“Everyone is sprinting toward the same conclusion: the Fed will deliver holiday cheer,” Stephen Innes of SPI Asset Management said in a commentary.
Japan’s Nikkei 225 closed 0.2% higher to 50,253.91, rebounding from losses earlier in the day. Data showed Japan's housing starts rose 3.2% in October from the same period a year ago, the first annual increase since March. The number defied market expectations of 5.2% decline and reversed a 7.3% drop in September.
Government data also showed Tokyo’s year-on-year core inflation in November remained at 2.8%, unchanged from October and above the Bank of Japan’s 2% target. That reinforces expectations of a gradual shift by the central bank to higher interest rates, although a rate hike is not expected at the Bank of Japan's December meeting.
South Korea’s Kospi dropped 1.5% to 3,926.59 after the country’s industrial production fell 4% month-on-month in October, more than the 1.1% decline in September.

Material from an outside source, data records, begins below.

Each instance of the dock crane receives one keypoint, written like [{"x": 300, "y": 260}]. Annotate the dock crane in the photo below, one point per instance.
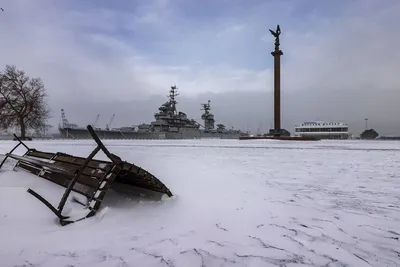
[
  {"x": 108, "y": 126},
  {"x": 94, "y": 125}
]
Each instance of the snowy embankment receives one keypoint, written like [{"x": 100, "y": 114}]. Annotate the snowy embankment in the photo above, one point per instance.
[{"x": 236, "y": 203}]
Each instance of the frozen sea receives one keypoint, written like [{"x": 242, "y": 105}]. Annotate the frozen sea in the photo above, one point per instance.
[{"x": 236, "y": 203}]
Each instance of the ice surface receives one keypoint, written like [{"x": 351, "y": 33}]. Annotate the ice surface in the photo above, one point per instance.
[{"x": 236, "y": 203}]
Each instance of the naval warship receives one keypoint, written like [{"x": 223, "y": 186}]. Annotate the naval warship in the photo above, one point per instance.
[{"x": 169, "y": 124}]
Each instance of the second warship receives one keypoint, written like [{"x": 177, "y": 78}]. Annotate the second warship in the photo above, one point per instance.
[{"x": 169, "y": 124}]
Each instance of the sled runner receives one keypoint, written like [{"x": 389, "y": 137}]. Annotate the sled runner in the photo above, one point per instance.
[{"x": 87, "y": 176}]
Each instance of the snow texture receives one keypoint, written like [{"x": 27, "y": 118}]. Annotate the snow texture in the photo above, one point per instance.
[{"x": 237, "y": 203}]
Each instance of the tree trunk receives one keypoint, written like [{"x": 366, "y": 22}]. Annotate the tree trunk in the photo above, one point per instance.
[{"x": 22, "y": 127}]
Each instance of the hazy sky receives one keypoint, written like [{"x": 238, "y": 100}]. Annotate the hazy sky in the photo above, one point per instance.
[{"x": 340, "y": 63}]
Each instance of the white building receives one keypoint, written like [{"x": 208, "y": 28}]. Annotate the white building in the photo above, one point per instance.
[{"x": 323, "y": 130}]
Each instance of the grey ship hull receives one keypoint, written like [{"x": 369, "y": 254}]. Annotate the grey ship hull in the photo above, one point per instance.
[{"x": 71, "y": 133}]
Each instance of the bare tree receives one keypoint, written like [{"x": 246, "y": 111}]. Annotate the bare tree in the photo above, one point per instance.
[{"x": 22, "y": 100}]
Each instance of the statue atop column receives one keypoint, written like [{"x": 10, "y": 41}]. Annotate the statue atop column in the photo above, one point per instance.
[{"x": 276, "y": 35}]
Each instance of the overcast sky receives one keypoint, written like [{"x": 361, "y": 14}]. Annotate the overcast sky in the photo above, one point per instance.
[{"x": 340, "y": 63}]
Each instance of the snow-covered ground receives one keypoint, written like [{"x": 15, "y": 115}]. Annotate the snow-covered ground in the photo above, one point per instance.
[{"x": 236, "y": 203}]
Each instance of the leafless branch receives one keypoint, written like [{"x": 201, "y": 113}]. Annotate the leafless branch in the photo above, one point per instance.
[{"x": 22, "y": 100}]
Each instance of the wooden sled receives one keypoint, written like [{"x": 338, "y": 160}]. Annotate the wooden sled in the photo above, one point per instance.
[{"x": 87, "y": 176}]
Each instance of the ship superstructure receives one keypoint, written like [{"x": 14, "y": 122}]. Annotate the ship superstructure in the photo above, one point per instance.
[{"x": 169, "y": 124}]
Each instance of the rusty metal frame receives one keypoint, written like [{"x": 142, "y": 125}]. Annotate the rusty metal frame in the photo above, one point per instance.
[{"x": 121, "y": 172}]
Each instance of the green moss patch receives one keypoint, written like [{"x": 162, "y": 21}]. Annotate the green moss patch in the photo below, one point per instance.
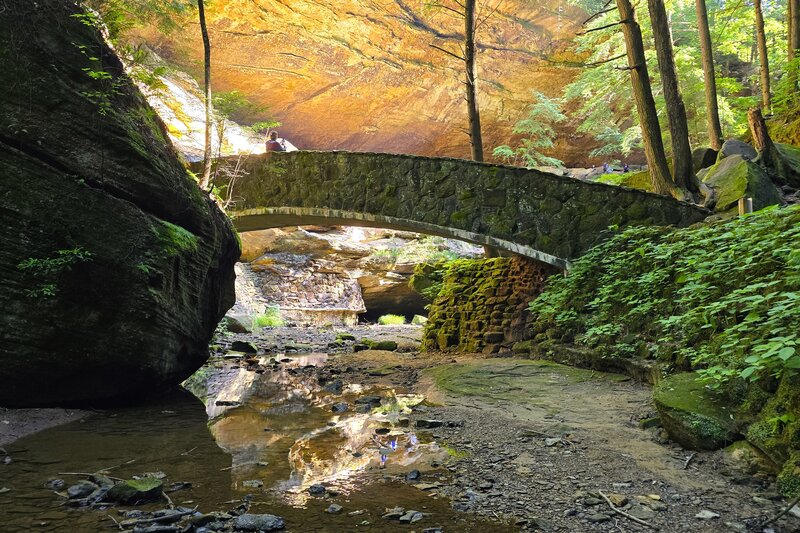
[{"x": 692, "y": 414}]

Semiconductor production plunged 26.5% month-on-month, pushing down tech stocks like LG Energy Solutions, SK Hynix, Samsung Electronics.

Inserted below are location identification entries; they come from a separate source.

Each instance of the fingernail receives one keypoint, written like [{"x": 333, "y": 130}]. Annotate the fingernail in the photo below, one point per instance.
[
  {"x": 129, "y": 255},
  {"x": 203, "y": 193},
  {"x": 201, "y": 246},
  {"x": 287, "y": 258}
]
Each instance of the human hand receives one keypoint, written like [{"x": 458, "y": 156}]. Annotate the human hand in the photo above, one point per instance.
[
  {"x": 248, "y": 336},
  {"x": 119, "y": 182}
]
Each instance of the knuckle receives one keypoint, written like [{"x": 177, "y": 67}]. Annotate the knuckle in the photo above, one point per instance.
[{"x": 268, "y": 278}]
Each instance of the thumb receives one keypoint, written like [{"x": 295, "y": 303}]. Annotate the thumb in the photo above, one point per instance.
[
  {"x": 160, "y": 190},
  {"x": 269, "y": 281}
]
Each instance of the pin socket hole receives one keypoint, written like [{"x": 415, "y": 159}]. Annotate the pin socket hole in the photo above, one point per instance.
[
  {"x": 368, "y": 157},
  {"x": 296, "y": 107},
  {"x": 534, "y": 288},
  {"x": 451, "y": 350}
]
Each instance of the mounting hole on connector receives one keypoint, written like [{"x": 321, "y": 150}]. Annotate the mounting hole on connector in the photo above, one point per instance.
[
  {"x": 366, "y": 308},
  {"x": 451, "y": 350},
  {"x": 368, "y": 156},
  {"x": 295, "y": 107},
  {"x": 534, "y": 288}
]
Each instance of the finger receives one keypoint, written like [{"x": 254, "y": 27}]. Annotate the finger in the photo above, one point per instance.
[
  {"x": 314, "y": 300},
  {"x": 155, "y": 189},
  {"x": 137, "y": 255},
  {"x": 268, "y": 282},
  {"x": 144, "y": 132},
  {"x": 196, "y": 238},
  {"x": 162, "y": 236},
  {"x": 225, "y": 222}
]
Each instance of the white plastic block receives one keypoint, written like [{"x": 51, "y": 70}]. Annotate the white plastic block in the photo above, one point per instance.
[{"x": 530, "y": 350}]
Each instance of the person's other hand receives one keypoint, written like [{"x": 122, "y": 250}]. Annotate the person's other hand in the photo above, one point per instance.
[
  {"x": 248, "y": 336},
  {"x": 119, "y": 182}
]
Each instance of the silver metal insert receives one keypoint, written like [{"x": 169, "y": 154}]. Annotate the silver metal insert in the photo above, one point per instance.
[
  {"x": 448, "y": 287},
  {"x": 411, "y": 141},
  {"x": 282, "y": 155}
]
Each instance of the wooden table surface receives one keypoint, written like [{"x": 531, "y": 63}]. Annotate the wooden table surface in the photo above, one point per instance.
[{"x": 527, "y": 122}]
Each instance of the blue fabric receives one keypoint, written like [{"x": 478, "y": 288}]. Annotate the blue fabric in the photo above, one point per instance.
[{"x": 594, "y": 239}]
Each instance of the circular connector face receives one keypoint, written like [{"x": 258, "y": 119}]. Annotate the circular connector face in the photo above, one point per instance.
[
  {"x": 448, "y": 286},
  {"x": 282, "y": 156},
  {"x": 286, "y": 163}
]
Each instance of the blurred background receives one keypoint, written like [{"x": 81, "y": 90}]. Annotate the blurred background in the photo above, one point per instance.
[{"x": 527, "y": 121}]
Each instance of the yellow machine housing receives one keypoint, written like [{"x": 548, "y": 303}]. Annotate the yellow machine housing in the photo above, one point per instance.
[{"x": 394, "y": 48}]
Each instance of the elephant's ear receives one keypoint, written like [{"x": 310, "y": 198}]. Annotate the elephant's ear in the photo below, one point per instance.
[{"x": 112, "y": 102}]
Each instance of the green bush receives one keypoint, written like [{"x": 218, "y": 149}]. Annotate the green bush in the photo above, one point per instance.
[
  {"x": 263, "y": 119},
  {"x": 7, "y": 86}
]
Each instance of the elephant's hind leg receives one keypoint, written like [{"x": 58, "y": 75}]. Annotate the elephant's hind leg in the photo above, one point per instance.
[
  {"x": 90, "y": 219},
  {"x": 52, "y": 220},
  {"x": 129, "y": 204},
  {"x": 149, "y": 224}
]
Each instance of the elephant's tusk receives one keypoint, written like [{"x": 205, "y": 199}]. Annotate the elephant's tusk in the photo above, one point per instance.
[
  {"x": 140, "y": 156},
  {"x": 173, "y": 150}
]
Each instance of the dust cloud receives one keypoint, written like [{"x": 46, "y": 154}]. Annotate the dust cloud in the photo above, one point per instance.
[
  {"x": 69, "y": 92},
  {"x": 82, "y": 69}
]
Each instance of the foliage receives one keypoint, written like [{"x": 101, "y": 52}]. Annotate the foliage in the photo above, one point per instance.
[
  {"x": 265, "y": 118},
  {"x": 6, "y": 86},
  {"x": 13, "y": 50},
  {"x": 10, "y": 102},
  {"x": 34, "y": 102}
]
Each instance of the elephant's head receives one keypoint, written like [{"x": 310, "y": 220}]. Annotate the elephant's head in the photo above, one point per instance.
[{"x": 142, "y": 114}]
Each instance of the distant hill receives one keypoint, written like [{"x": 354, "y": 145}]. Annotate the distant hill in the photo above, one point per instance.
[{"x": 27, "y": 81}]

In Chinese markets, Hong Kong’s Hang Seng index lost 0.2% to 25,885.82. The Shanghai Composite index edged up 0.3% to 3,888.60.
Australia's S&P/ASX 200 index fell less than 0.1% to 8,614.10, while Taiwan's Taiex rose 0.3%. India's BSE Sensex was up 0.1%.
Shares in Europe advanced Thursday ahead of the Thanksgiving holiday.
On Wednesday, before the trading holiday in the U.S., stocks closed broadly higher on Wall Street. The S&P 500 gaining 0.7% and the Dow up 0.7%. The Nasdaq composite added 0.8%.
Early Friday, Brent crude, the international standard, was up 15 cents at $63.02 per barrel.
The U.S. dollar rose to 156.35 Japanese yen from 156.31 yen. The euro fell to $1.1583 from $1.1596.